Newcomers to the camp, military and civilians, undergo a few nights of on-site survival training, a course known at McMurdo as "happy camper school." Program participants camp in the snow, build snowcaves and learn how to protect themselves from extreme conditions. The military crew also goes through barren-land training in Greenland, learning to survive in a number of simulated scenarios.
"If you're going into the field, you get training," Sheppard said. "But if you're staying here in at McMurdo and you're working within the infrastructure of this town, then you don't need the extreme weather survival training."
Sheppard himself has had to use his survival training. During one mission to place a fuel cache in an open-snow area, an axle on his plane shattered.
"Cold weather makes metal brittle, and this axle had been manufactured incorrectly, and it broke," he said. "And the nose wheels went up into the wheel well of the airplane, and the plane fell down on top of the nose ski, luckily.
"I no longer had an airplane," Sheppard said. "I just had a huge snowmobile, and there was no place to go. So, we parked the airplane next to the fuel drums and shut down.
"We set up our camp, not knowing how long we'd stay there," he continued. "And then we started to set up to stay for a long time before someone could come and get us. It was dead silence, and you realized you were someplace in the middle of nowhere and [had] no idea how you were going to get out of there or when you were going to get out of there."
Sheppard's story ends well. A rescue crew arrived 20 hours later and brought everyone to McMurdo safe and sound.
Another danger in Antarctica is crevasses, deep niches in the ice that can be fatal for a person on foot or a ski-equipped LC-130 aircraft in take-off. But the Defense Department and National Science Foundation have been working together for the past eight years on a crevasse detection radar.
They've also been developing equipment for their LC-130s that will allow for easier snow take-offs. By adding high-tech eight-bladed propellers with electronic propeller controls, Sheppard said, they'll be able to actually create some lift on the plane while it's stationary. This will allow a heavily laden plane to take off on snow easier, as the propellers are picking up some of the weight before takeoff.
Advances like these not only help to move cargo and save money on fuel, but also improve safety for the crews in Antarctica, Sheppard said.
"People don't realize that the continent itself has a land mass of the continental U.S., plus Mexico," he said. "It's mind-boggling how large it is." In his survival story, Sheppard recalled that he was relatively close to McMurdo, about 400 miles into the barren snow fields. But without the kinds of advances being made there, he said, "[everyone there is] at the mercy of the continent."
Much of the mystery of Antarctica comes from a broad lack of awareness, Sheppard said. For example, he said, most people don't know that most of the continent is covered with an ice cap that's up to two miles thick.
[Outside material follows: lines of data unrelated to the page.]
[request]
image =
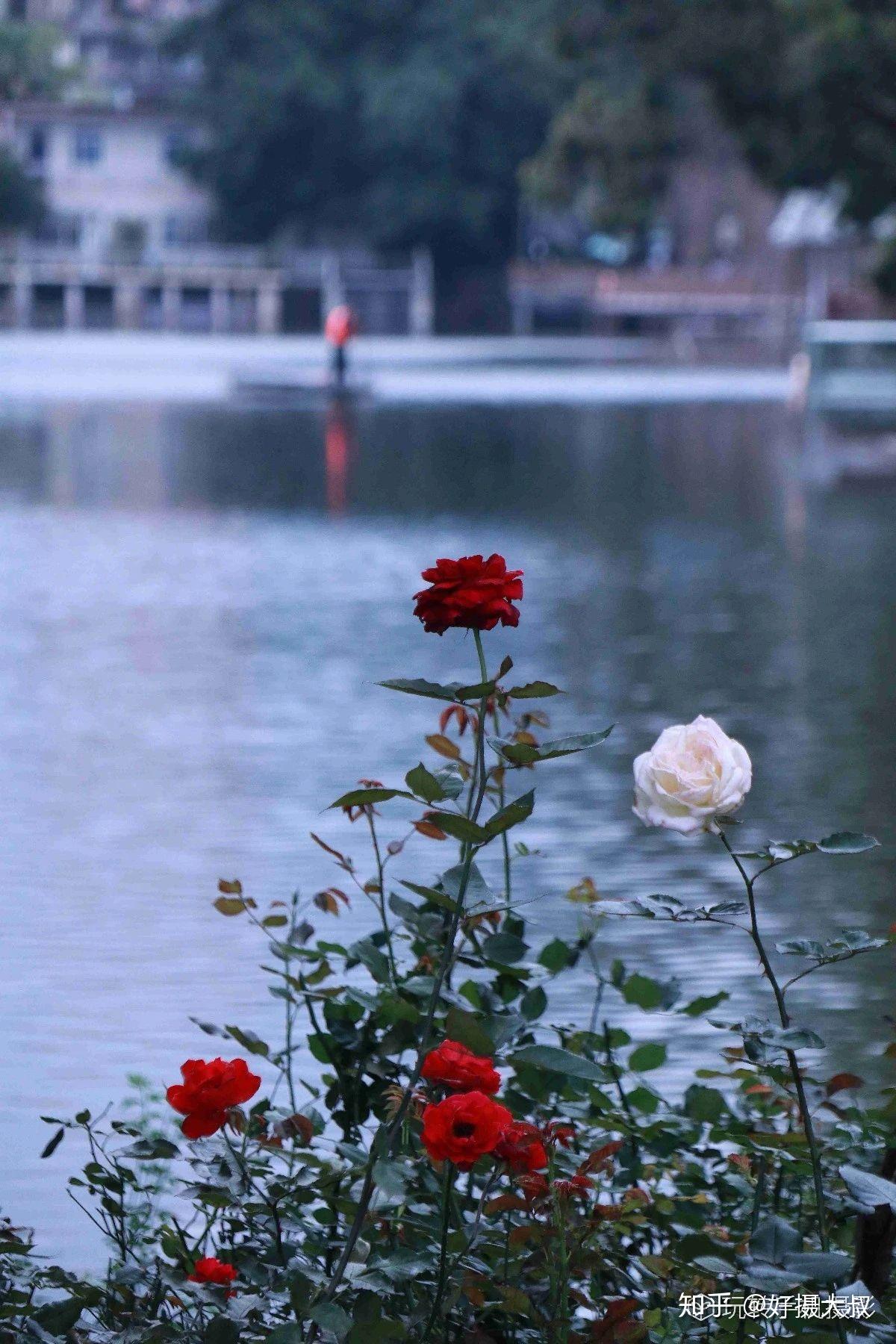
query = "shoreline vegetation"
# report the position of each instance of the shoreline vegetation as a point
(467, 1169)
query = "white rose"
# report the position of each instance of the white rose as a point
(692, 773)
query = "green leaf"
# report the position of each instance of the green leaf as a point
(467, 1030)
(371, 957)
(363, 797)
(505, 948)
(868, 1189)
(249, 1041)
(449, 783)
(329, 1316)
(220, 1330)
(556, 956)
(60, 1317)
(534, 691)
(477, 890)
(644, 1100)
(521, 753)
(287, 1335)
(460, 827)
(559, 1062)
(54, 1142)
(704, 1104)
(775, 1238)
(230, 906)
(511, 816)
(644, 992)
(391, 1177)
(430, 690)
(847, 841)
(423, 784)
(534, 1003)
(768, 1278)
(699, 1006)
(822, 1266)
(644, 1058)
(433, 894)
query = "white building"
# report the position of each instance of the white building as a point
(112, 181)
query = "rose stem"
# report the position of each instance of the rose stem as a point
(390, 1132)
(791, 1057)
(448, 1176)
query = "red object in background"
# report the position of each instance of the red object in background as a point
(339, 449)
(340, 326)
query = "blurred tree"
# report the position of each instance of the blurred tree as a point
(28, 62)
(806, 85)
(20, 196)
(402, 120)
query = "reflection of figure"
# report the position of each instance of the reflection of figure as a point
(339, 443)
(339, 329)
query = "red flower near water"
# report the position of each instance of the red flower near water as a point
(464, 1128)
(208, 1092)
(521, 1148)
(458, 1068)
(470, 593)
(211, 1270)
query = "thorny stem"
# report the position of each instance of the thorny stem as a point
(448, 1177)
(381, 894)
(388, 1133)
(791, 1057)
(505, 841)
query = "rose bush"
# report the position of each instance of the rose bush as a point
(390, 1195)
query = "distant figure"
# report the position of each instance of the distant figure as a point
(339, 329)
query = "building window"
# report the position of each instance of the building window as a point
(176, 146)
(37, 148)
(184, 230)
(87, 146)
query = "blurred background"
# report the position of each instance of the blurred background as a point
(623, 279)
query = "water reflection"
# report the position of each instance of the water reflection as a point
(196, 604)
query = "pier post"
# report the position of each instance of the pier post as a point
(269, 309)
(171, 308)
(22, 302)
(127, 305)
(422, 297)
(220, 302)
(73, 304)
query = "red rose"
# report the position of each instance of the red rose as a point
(470, 593)
(521, 1148)
(208, 1092)
(458, 1068)
(464, 1128)
(210, 1270)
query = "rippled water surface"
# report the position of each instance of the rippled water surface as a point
(193, 612)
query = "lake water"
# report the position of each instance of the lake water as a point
(196, 604)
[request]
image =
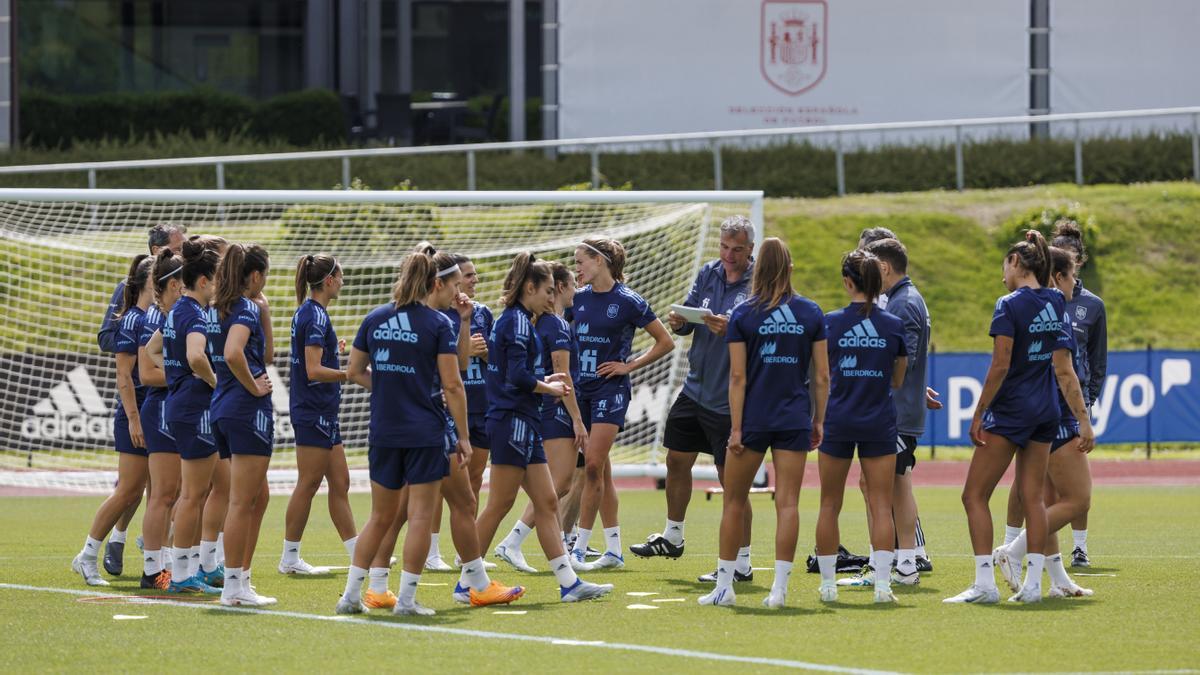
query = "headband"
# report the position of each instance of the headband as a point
(597, 251)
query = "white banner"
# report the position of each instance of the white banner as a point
(660, 66)
(1116, 55)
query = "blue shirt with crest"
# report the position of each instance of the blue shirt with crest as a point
(604, 330)
(779, 347)
(231, 400)
(513, 351)
(403, 345)
(555, 335)
(187, 395)
(310, 399)
(862, 359)
(1035, 320)
(153, 323)
(126, 342)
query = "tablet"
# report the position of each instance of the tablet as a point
(694, 315)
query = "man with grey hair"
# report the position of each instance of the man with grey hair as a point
(699, 420)
(163, 236)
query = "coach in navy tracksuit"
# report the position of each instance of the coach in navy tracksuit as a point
(161, 237)
(699, 420)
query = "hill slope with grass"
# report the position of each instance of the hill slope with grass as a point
(1145, 258)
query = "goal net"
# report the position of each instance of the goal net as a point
(64, 251)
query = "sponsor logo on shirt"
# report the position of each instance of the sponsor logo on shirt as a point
(396, 329)
(767, 354)
(781, 321)
(1036, 352)
(849, 368)
(582, 335)
(1047, 321)
(863, 335)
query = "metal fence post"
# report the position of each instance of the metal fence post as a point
(958, 157)
(1079, 154)
(841, 168)
(1195, 147)
(718, 181)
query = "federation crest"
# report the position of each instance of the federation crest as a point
(793, 45)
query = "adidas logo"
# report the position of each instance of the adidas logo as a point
(396, 328)
(73, 410)
(1047, 321)
(781, 322)
(863, 335)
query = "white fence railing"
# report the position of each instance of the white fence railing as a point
(714, 139)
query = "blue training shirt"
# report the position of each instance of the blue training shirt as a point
(310, 399)
(129, 332)
(187, 395)
(604, 332)
(231, 400)
(779, 347)
(153, 323)
(862, 359)
(513, 351)
(1033, 318)
(474, 378)
(403, 345)
(555, 335)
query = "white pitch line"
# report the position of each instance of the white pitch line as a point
(484, 634)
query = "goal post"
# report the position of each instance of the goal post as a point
(63, 252)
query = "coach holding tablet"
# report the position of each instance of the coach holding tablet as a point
(699, 420)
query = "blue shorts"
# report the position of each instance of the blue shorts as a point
(786, 440)
(195, 441)
(1020, 434)
(123, 440)
(155, 428)
(1068, 430)
(244, 436)
(557, 425)
(845, 449)
(323, 432)
(516, 441)
(396, 467)
(477, 425)
(606, 410)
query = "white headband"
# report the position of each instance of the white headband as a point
(598, 251)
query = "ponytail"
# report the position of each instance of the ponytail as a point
(234, 273)
(772, 282)
(864, 272)
(1032, 255)
(611, 252)
(135, 282)
(526, 267)
(167, 266)
(199, 260)
(417, 276)
(312, 273)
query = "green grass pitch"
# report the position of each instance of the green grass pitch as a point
(1143, 617)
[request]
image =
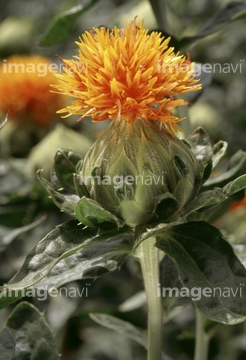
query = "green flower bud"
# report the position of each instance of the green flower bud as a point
(141, 173)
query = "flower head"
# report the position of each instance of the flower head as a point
(126, 73)
(25, 89)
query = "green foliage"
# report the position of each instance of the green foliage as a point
(63, 24)
(27, 336)
(206, 261)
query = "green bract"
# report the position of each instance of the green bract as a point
(140, 173)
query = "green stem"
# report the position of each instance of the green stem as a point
(149, 261)
(202, 339)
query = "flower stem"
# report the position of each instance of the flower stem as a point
(202, 339)
(149, 261)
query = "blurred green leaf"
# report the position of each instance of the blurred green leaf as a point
(235, 185)
(92, 214)
(236, 166)
(7, 344)
(233, 11)
(62, 246)
(32, 336)
(134, 302)
(208, 269)
(3, 122)
(159, 8)
(200, 144)
(122, 327)
(8, 235)
(63, 24)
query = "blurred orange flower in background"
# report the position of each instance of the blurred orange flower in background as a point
(25, 90)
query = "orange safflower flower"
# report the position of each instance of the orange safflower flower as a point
(25, 90)
(126, 73)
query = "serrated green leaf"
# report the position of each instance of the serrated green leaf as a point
(122, 327)
(209, 269)
(92, 214)
(63, 24)
(65, 202)
(32, 335)
(65, 166)
(78, 252)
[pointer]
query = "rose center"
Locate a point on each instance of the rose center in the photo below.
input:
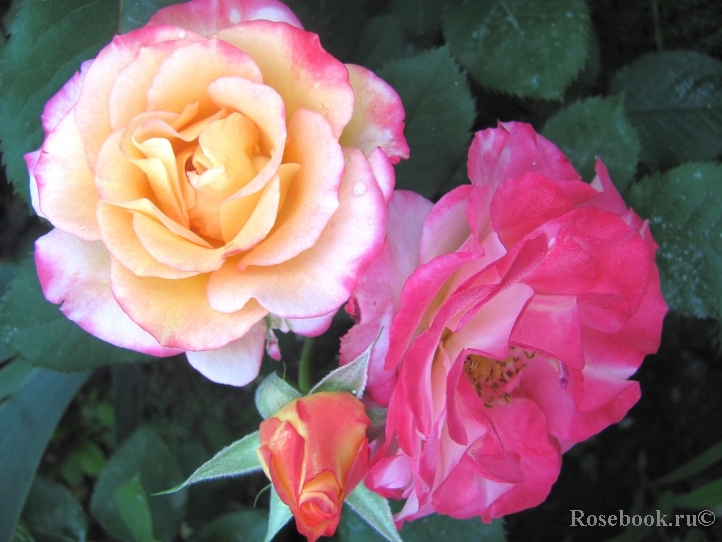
(494, 380)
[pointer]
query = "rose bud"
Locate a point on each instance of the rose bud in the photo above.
(315, 452)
"The continent is at high altitudes, around 10,000 feet or higher, and that it is the coldest, windiest, driest, cleanest place on Earth," Sheppard said. "And the geography of the continent is truly spectacular, with the ice caps and then the mountain ranges. And that's what the international community wants to do, is keep it that way -- the cleanest place -- and do science.
"And it has every natural resource that you can imagine down here – but no one can have it," he added with a laugh.
(Ian Graham works in the Defense Media Activity's emerging media directorate.)